Large deviations for random matrices with varying potential and sum rules

具有不同势和求和规则的随机矩阵的较大偏差

• 批准号: 499508288
• 负责人: Dr. Jan Nagel
• 金额: --
• 依托单位: Lehrstuhl IV: Stochastik und Analysis
• 依托单位国家: 德国
• 项目类别: Research Grants
• 资助国家: 德国
• 项目状态: 未结题
• 来源: https://gepris.dfg.de/gepris/projekt/499508288?language=en
• 关键词: Large; deviations; random; matrices; varying

In this project we investigate spectral measures of large random matrices. Random matrices are used to model complex physical systems and the spectral measure is a way to describe properties of the matrix. Since the matrix is random, the spectral measure is a random object as well. However, if the matrix is large, the spectral measure is typically close to a deterministic limit measure and deviations are exponentially unlikely. We study large deviation principles, which measure how likely such a fluctuation from this limit is precisely. The novel approach of this project is to show these concentration estimates when the mechanism generating the random matrix, determined by a potential, is not fixed, but changes with its size. In this case, several limit theorems are known for the spectral measure, but very few on the scale of large deviations. There are two ways to describe a random spectral measure: by its spectral information or by a series of coefficients. It is however not easy to relate between information given in spectral form and information given in terms of the coefficients. We utilize both encodings to study how a varying potential influences the concentration of the spectral measure, which allows to prove large deviation principles in two different ways. The great benefit of two independent proofs in both descriptions is a resulting sum rule. These sum rules are important equations, which allow to translate between spectral information and the coefficients. Besides the purely probabilistic large deviation estimate, the discovery of such identities is another main goal. By varying the mechanism generating the random spectral measure, we can derive new forms of sum rules.

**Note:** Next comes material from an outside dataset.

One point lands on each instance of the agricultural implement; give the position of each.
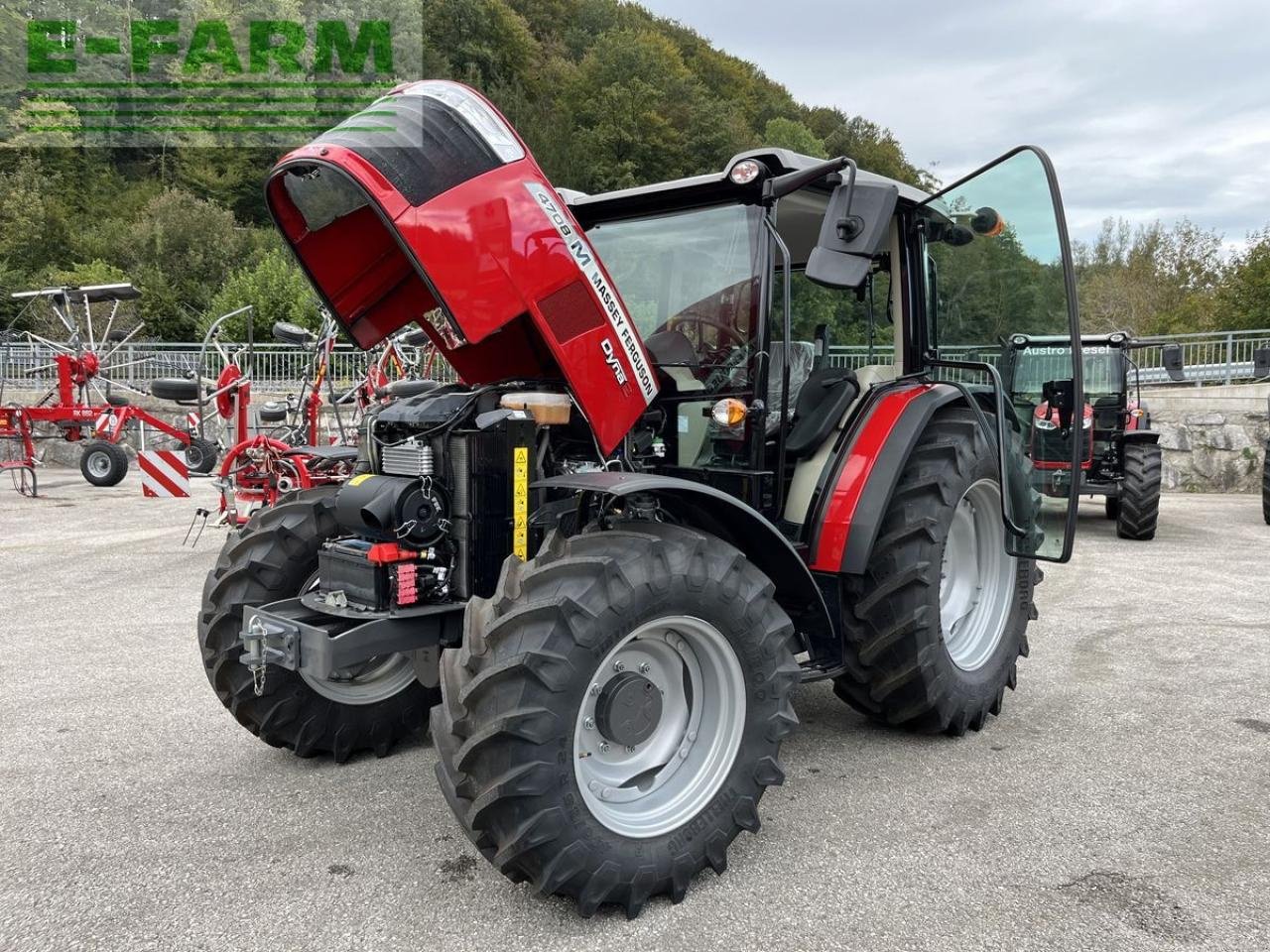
(1119, 453)
(607, 558)
(84, 405)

在这个项目中，我们研究大型随机矩阵的谱测度。随机矩阵用于模拟复杂的物理系统，谱测度是描述随机矩阵性质的一种方法。由于矩阵是随机的，所以谱测度也是随机对象。然而，如果矩阵很大，谱测度通常接近于确定性极限测度，并且偏差是指数不可能的。我们研究了大偏差原理，它精确地测量了从这个极限波动的可能性。该项目的新方法是显示这些浓度估计时，产生随机矩阵的机制，由潜在的，是不固定的，但随着其大小的变化。在这种情况下，几个极限定理是已知的谱测度，但很少在规模的大偏差。有两种方法来描述随机谱测度：通过其谱信息或通过一系列系数。然而，在以谱形式给出的信息和以系数形式给出的信息之间建立联系并不容易。我们利用这两种编码来研究变化的电位如何影响光谱测量的浓度，这允许以两种不同的方式证明大偏差原理。两种描述中两个独立证明的最大好处是一个结果求和规则。这些求和规则是重要的等式，其允许在谱信息和系数之间转换。除了纯粹的概率大偏差估计，发现这样的身份是另一个主要目标。通过改变产生随机谱测度的机制，我们可以得到新形式的求和规则。